Sie werden öfter als der „neue Blade Runner“ bezeichnet. Wie fühlen Sie sich mit der Bezeichnung?
Den Titel geben mir andere. Er geht natürlich auf den südafrikanischen Sprinter Oscar Pistorius zurück. Das ist schon ehrenhaft, bedeutet aber auch, dass man in Fußstapfen tritt. Ich möchte meinen eigenen Weg gehen. Und ich bin guter Dinge, irgendwann einmal schneller als Oscar laufen zu können.
Schauen die Menschen anders auf eine Fehlbildung als auf eine Prothese?
Die Phase mit der Fehlbildung hatte ich während meiner Pubertät erlebt. Und Kinder sind sau-ehrlich und oft auch gemein. Mit der Prothese hat sich viel gewandelt. Mittlerweile sind Prothesen ja auch ein modisches Accessoire geworden. Während sie früher hautfarben und wie ein Bein geformt sein mussten, trägt man sie heute komplett aus Karbon, schwarz, wie sie sind. Ich habe schon welche gesehen, die habe sich da Brilli-Steine draufgeklebt, sie angemalt, Wassertransferdruck, Airbrush, alles Mögliche. Sie sind cool geworden. Tatsächlich gehen Kinder von Bekannten so weit, dass sie denken, Prothesen seien Dinge, die toll aussehen und mit denen man schneller laufen kann – weil sie es nicht besser wissen. Dann wollen sie auch eine haben. Kein Kind wird sich eine Fehlbildung wünschen.

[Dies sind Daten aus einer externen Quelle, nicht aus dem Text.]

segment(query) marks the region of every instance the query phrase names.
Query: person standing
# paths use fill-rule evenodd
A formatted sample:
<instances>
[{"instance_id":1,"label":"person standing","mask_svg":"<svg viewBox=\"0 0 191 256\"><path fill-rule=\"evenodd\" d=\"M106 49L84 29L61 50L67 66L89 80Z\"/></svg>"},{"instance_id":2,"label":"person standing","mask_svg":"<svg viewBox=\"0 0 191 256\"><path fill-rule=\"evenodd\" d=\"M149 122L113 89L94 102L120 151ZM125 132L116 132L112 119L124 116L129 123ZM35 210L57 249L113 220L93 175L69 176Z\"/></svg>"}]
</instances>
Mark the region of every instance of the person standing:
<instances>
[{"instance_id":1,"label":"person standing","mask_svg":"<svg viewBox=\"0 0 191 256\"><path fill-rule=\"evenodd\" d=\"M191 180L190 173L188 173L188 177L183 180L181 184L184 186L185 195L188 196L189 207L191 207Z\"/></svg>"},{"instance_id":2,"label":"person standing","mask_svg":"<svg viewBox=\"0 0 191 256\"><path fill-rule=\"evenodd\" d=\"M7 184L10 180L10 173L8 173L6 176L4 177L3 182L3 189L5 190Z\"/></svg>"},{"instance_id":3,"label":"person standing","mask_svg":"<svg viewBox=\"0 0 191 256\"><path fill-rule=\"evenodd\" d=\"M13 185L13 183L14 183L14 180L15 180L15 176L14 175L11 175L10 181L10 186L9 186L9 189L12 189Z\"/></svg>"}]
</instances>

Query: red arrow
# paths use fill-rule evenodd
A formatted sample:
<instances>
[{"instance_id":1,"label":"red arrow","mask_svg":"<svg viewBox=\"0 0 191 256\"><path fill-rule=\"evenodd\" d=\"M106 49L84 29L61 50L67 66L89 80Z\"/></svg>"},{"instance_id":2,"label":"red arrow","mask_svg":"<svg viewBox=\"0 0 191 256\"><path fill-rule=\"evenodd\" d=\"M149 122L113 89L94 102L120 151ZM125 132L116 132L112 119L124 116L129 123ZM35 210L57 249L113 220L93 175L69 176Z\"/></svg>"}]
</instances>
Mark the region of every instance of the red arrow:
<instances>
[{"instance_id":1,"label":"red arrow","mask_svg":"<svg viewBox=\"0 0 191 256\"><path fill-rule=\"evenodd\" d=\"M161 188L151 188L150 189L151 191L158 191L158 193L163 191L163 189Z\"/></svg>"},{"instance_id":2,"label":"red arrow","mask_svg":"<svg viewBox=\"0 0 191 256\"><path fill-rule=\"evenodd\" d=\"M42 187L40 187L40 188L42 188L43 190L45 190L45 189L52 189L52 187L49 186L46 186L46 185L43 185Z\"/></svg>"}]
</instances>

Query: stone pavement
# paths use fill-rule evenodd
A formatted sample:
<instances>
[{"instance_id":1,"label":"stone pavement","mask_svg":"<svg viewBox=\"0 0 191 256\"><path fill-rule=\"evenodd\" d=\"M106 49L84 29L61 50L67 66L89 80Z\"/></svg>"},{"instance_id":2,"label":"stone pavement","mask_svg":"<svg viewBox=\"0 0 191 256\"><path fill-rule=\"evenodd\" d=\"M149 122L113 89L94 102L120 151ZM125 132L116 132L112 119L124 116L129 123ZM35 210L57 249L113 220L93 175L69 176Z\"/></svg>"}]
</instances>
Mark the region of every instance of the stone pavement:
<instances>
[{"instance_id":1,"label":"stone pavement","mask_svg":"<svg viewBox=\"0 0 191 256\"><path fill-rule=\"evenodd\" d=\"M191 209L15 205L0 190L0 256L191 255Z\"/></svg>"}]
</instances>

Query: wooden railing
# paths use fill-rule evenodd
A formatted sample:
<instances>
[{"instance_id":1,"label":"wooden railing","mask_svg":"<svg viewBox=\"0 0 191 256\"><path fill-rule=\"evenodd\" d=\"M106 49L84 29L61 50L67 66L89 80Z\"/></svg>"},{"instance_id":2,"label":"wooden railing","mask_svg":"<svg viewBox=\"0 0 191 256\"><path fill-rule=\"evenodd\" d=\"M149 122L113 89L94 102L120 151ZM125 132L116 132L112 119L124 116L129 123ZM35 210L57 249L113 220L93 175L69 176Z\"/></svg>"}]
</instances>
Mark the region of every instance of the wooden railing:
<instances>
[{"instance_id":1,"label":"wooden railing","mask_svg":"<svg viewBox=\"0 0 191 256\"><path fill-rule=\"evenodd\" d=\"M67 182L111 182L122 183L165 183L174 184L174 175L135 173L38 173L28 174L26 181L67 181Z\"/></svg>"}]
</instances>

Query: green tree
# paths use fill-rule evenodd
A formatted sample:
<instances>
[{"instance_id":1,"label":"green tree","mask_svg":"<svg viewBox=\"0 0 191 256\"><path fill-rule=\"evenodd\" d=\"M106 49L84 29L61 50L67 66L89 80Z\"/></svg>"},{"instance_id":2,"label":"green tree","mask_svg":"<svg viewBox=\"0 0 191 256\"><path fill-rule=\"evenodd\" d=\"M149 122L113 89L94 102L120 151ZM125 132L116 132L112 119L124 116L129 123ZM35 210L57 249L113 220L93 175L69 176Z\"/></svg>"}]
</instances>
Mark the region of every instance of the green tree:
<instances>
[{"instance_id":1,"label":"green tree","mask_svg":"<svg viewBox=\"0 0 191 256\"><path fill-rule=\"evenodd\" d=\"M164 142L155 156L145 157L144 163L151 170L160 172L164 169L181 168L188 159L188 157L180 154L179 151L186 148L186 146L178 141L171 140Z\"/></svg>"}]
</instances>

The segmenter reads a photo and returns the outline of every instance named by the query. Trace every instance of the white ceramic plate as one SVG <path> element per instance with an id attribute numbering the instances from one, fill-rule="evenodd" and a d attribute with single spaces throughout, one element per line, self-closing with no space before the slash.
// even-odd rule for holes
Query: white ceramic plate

Sie sind in einer Lage, in der sie locker mit nicht-behinderten Athleten mithalten oder diese sogar schlagen können. Sehen Sie ihre amputierten Füße überhaupt noch als Behinderung?
Ich war mit der Fehlbildung mehr behindert als jetzt. Deshalb sehe ich meine fehlenden Unterschenkel nicht als Einschränkung. Ich kann meine Fußgelenke zwar nicht bewegen, aber ich habe einen Karbonfederfuß, der das alles ausgleicht. Ich habe eine Sportprothese, die alles was fehlt ersetzt. Im Vergleich zu der Situation vor der Amputation ist das ein definitives Empowerment und ein Riesenfortschritt. Deshalb sage ich, das war die beste Entscheidung meines Lebens.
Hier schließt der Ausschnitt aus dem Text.